When police raided Mr Sarwar's home they found a computer memory stick hidden in the garage which contained the suicide videos of six of the eight defendants and information on bomb-making an[d] possible targets, which Mr Gulzar had accessed on his laptop.
Last week, prosecutors alleged that Salwar had gathered detailed information on other targets that included a European gas pipeline, Britain's electricity grid and nuclear power stations, says the Associated Press. Salwar had allegedly decided not to join the other defendants in carrying out their suicide attacks on transatlantic flights, indicating that he had other terrorist plots in mind, prosecutors told the court.
The BBC reports that authorities believe the suspects may have been inspired by the 2005 suicide attacks on London's transport network. One of the suspect carried photos of the four London bombers. Other extremist materials were also recovered from raids on suspects' homes, said the lead prosecutor.

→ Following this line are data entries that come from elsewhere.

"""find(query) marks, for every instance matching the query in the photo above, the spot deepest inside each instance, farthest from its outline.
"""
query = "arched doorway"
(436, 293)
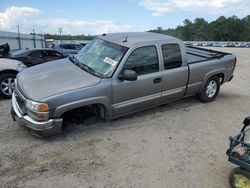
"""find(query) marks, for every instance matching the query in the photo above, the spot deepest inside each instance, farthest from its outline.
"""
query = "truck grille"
(20, 100)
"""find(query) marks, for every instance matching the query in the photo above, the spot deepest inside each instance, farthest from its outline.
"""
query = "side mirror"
(129, 75)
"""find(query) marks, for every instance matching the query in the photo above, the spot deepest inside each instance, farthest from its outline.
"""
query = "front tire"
(239, 178)
(210, 90)
(7, 84)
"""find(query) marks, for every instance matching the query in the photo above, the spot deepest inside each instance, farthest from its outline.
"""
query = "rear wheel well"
(221, 77)
(9, 71)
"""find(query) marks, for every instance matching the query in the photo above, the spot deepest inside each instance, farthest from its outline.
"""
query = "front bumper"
(44, 129)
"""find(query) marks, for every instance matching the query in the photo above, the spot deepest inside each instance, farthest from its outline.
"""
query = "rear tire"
(239, 178)
(7, 84)
(210, 90)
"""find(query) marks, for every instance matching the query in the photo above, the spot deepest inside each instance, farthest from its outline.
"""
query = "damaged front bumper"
(40, 128)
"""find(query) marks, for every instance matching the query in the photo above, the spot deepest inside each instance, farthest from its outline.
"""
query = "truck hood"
(53, 78)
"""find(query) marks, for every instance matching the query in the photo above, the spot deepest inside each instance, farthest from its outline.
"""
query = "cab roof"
(128, 39)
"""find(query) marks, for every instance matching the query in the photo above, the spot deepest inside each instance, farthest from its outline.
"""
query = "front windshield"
(101, 56)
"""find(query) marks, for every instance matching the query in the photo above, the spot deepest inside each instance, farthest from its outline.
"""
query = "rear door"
(175, 73)
(145, 92)
(51, 55)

Prosecutor Peter Wright QC said every one of the eight men played a vital role in the conspiracy to detonate homemade bombs aboard flights bound for north America.
"From commanding officer through quartermaster to foot soldier, each of them was a necessary component part; of those who had assembled in the UK ready, able and willing to play their part in this plot to try and bring terror to the skies in a way that the world was unlikely to ever forget," he said.
Several members of the group played tennis together as they allegedly prepared their attacks, says the Press Association (UK). The jury was shown surveillance footage of the apartment in London where the prosecution said bombs were assembled and suicide videos taped. Undercover police also watched some of the men play tennis near the top-floor apartment, the court was told.
The bombmakers allegedly sought to inject liquid explosives into 500 ml bottles of sports drinks that appeared to be unopened, reports Reuters. After smuggling the bottles onto the flight, the suspects would have used a detonator hidden in a hollowed-out battery and powered by a disposable camera or another electronic device to trigger them.